Can improved forewarning help drive up efficiencies, prevent failures, and improve the quality of output for clients while also smoothing the resource profile for contractors?
We believe that early investment in a wide programme of ‘live’ inspections using a dedicated potable water ROV (remotely operated vehicle) complete with a flood test would alleviate most of the issues faced by the industry year on year.
With one month gone in the new financial year and the traditional summer slow down inevitable for the Water industry (even if the appearance of summer is not) it is critical that Water Companies direct their resource to the most needy assets.
Inadequate knowledge of the asset base can lead to poor prioritisation and risk exposure to coliform failures especially over the summer when higher temperatures can see a spike in water quality issues.
Traditionally there is a large variation in workload over the 12 month period; clients would often like to tackle what they believe are the most critical projects early in the financial year.
Uncertain scope prior to removing the asset from supply increases the risk that a project commencing in Spring may overrun, thus preventing the asset being returned to supply before expected high demand in early Summer. This doubt and associated risk often result in projects failing to be signed off and therefore the opportunity is missed.
A second batch is therefore taken on during early Autumn but this has the disadvantage that the Christmas holiday season acts as a ‘hard stop’ for larger projects.
There is then a final push around mid-January which is delivered through to the budget year end in March.
Projects also take clients by surprise late in the year. For example, a roof flood test failure can quite often cause issues as budgets may already be stretched or, even worse, be totally depleted.
In addition to adding uncertainty to financial planning, this reactive approach can also lead to external repairs such as membrane installations being taken on during the cold and damp months of February and March. If better visibility was available these could be planned during the drier months when contractors often have a surplus of staff.
So how can robotic inspection using ROV’s help both parties? What benefits would there be if more projects could be scoped in advance and delivered at the optimum time for both client and contractor?
This approach would level out the demand on resource from both sides, allow sufficient time for planning and drive up outputs for Safety, Health, Environmental & Quality.
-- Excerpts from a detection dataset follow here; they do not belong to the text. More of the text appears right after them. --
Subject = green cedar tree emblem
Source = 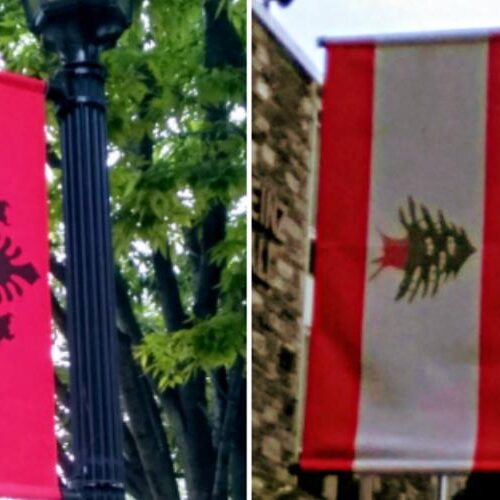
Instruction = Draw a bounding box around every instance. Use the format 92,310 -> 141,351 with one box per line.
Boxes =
370,197 -> 476,302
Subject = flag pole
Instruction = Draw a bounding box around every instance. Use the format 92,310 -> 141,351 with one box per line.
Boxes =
21,0 -> 133,500
52,53 -> 124,499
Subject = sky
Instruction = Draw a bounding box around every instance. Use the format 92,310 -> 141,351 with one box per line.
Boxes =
271,0 -> 500,77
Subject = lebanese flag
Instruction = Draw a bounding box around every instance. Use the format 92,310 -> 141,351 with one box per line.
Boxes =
301,37 -> 500,472
0,73 -> 60,499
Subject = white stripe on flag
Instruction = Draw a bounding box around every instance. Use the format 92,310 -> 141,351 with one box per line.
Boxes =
354,42 -> 488,470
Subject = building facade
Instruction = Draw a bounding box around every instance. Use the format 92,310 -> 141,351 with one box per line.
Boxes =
252,1 -> 465,500
252,5 -> 319,499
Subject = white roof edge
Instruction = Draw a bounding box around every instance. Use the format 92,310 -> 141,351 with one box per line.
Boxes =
318,27 -> 500,46
252,0 -> 323,83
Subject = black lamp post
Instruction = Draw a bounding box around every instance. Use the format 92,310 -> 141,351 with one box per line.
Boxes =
21,0 -> 133,500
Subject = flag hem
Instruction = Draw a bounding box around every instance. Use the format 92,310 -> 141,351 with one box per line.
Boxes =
0,71 -> 47,94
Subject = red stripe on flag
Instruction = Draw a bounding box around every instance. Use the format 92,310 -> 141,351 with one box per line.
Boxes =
474,38 -> 500,471
301,45 -> 375,470
0,73 -> 60,499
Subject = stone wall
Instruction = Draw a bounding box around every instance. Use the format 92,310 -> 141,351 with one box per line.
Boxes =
252,15 -> 318,500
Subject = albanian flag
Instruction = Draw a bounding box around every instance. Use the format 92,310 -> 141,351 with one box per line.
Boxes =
301,36 -> 500,473
0,73 -> 59,499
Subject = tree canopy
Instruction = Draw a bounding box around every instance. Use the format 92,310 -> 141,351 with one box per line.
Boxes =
0,0 -> 246,500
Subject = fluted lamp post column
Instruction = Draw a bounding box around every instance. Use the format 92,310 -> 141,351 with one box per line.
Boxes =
21,0 -> 133,500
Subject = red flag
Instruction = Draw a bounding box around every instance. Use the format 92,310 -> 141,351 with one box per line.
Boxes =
301,36 -> 500,472
0,73 -> 60,499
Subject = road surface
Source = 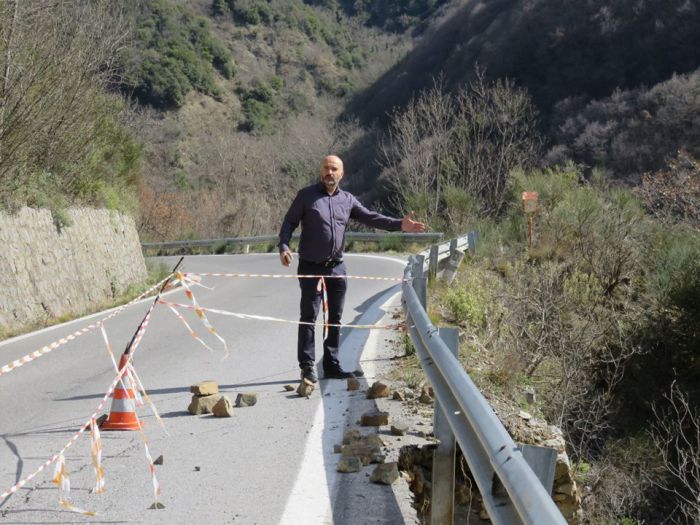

Materials could be procured in advance removing the risk of supplier lead times causing an extended outage for a critical asset.
Recent advances in our ROV technology allows all footage to be provided in full HD quality which ensures that an accurate assessment of the asset condition can be made.
Water quality samples can also be taken at various points within the reservoir using the Dead Spot Sampling™ equipment to investigate if chlorine demand varies within the structure.
Assets found to be of low risk, for example, where little or no sediment buildup is present and the roof integrity is confirmed can be moved back in the programme whereas tanks identified as having the potential for ingress of standing water and/or high levels of sediment can be prioritised.
This strategy would ensure that real value is gained from the investment and would help drive down unnecessary coliform failures without the need for the time consuming and expensive planning works associated with removing key assets from supply.